As we become more adept at producing our simulated images, we are going to become increasingly concerned with producing image stacks and mosaics. We are exploring some existing options for this important task, and we are considering trying to use the LSST
Software Stack. I am writing to ask for advice in determining where the NIRCam team would need to focus efforts in adapting the LSST Stack for use with NIRCam simulated (and possibly real!) images.

Having read the LSST Software User Guide, and the Using the LSST Stack tree in particular, I get the impression that the tutorial describing how to process the SDSS Stripe 82 Images is most closely related to what we are interested in. We will begin with this and the related tutorials, but if there have any pointers for further adapting these methods we would appreciate hearing them. Is the appropriate path to follow the Representation of a Camera tree to produce an “obs_nircam” package once we would like to start modeling the NIRCam data, after we have reproduced the SDSS tutorials?

We would appreciate very much any advice people are willing to give.

Welcome! We’re still early in the process of making the Science Pipelines Stack more friendly for both project and non-project developers, but if you’re willing to suffer with our current state :smile: , the proper next step is indeed to develop an “obs_nircam” package. That would include a camera description, a mapper class and related “policy” configuration describing your typical on-disk directory/file structure, and any specialized subtask code (e.g. for instrument signature removal) that NIRCam would require.

Hi Brant; just to expand on @ktl’s comment (and unfortunately to not direct answer your questions), I’m working on writing documentation that will make the Stack easier to approach and extend. The new docs will entirely replace the documentation that you currently see on our Confluence wiki or that made with Doxygen.

These new docs will come online in the new few months and we plan to prepare a section that covers adapting the Stack to new instruments.

If you forge ahead now, we’d really like to hear about your experiences (good and bad) here on community.lsst.org so that we can (a) improve the usability of the Stack APIs, and (b) write docs that are needed. And of course this Community forum is also a great place to ask our devs for help.

Thanks very much. This information is certainly enough for us to get started, and thank you for responding promptly to the post.

From an algorithmic standpoint, there’s one area you should be warned about in making use of the LSST stack on [simulated] space-based data: many of our most important algorithms (notably PSF estimation and warping for coaddition) assume Nyquist-sampled images.
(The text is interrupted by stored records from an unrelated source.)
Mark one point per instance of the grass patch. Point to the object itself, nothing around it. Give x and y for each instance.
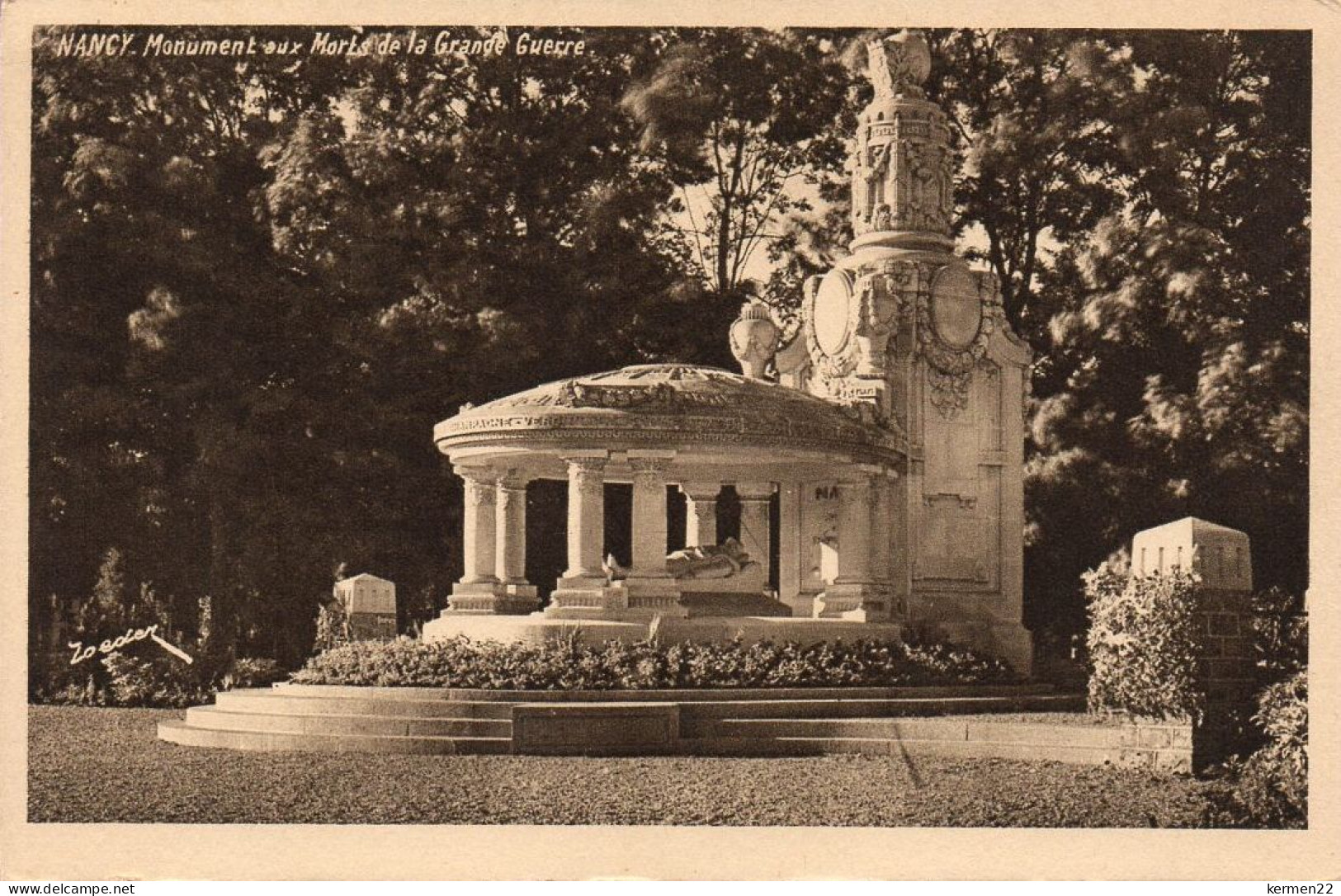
(103, 765)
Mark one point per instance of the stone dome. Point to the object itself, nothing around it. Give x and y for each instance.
(669, 405)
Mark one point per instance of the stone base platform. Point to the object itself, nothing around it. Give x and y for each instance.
(900, 724)
(538, 628)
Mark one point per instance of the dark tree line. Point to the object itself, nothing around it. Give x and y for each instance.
(257, 283)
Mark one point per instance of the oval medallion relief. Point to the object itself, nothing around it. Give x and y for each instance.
(830, 313)
(956, 311)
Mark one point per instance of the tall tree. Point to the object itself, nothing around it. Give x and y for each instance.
(747, 124)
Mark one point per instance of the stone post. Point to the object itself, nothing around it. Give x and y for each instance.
(510, 523)
(755, 535)
(701, 525)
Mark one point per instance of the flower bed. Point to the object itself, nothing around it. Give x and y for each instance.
(572, 666)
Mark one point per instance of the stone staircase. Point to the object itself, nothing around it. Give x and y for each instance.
(729, 722)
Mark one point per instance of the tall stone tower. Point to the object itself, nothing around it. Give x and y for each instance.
(911, 338)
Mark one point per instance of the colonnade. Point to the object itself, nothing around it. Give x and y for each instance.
(493, 578)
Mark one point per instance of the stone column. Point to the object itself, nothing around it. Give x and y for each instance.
(790, 551)
(649, 512)
(586, 519)
(479, 589)
(701, 525)
(649, 585)
(854, 522)
(754, 523)
(479, 526)
(510, 522)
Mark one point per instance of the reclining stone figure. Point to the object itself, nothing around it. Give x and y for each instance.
(701, 561)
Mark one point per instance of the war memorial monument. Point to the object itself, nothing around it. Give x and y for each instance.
(890, 427)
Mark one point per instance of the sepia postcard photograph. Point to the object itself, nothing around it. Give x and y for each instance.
(574, 441)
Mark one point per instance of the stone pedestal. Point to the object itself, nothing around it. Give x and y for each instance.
(479, 589)
(754, 522)
(860, 592)
(583, 589)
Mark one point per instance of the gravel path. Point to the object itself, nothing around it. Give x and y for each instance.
(92, 765)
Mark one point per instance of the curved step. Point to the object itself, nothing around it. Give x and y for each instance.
(214, 716)
(912, 747)
(282, 702)
(673, 695)
(272, 741)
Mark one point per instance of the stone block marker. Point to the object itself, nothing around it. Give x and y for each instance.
(1222, 557)
(371, 602)
(596, 729)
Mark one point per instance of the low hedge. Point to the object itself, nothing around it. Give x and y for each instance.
(572, 666)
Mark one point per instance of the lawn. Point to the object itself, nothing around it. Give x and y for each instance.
(96, 765)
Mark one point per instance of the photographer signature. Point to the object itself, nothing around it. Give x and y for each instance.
(111, 645)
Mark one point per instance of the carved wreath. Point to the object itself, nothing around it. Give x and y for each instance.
(950, 369)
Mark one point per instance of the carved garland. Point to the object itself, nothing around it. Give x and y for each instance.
(950, 370)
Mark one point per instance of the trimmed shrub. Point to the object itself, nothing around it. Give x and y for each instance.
(572, 666)
(1280, 634)
(1270, 789)
(332, 627)
(253, 672)
(1144, 644)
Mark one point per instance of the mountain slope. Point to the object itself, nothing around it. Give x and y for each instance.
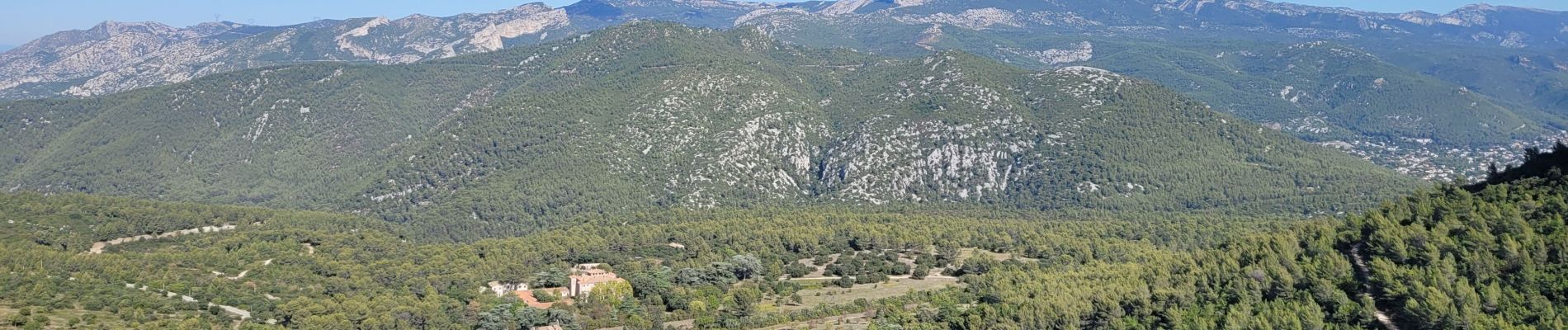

That means our stacking algorithms are currently not suitable for most space-based data, where it’s typically necessary to use the dithering to reconstruct the image at a smaller pixel scale.

We aim to remedy that at some point (as some LSST data may not be well-sampled), and there are a couple of teams planning to use the LSST stack on simulated WFIRST data, so you’re not going to be alone in wanting to solve this problem within the stack, but it may take a while.

Thanks, yes, I was aware of this issue but JWST NIRCam is Nyquist sampled at 2 and 4 microns. As you say, many of us are considering using the LSST stack on simulated WFIRST data, so it will be something there will be lots of future interest in!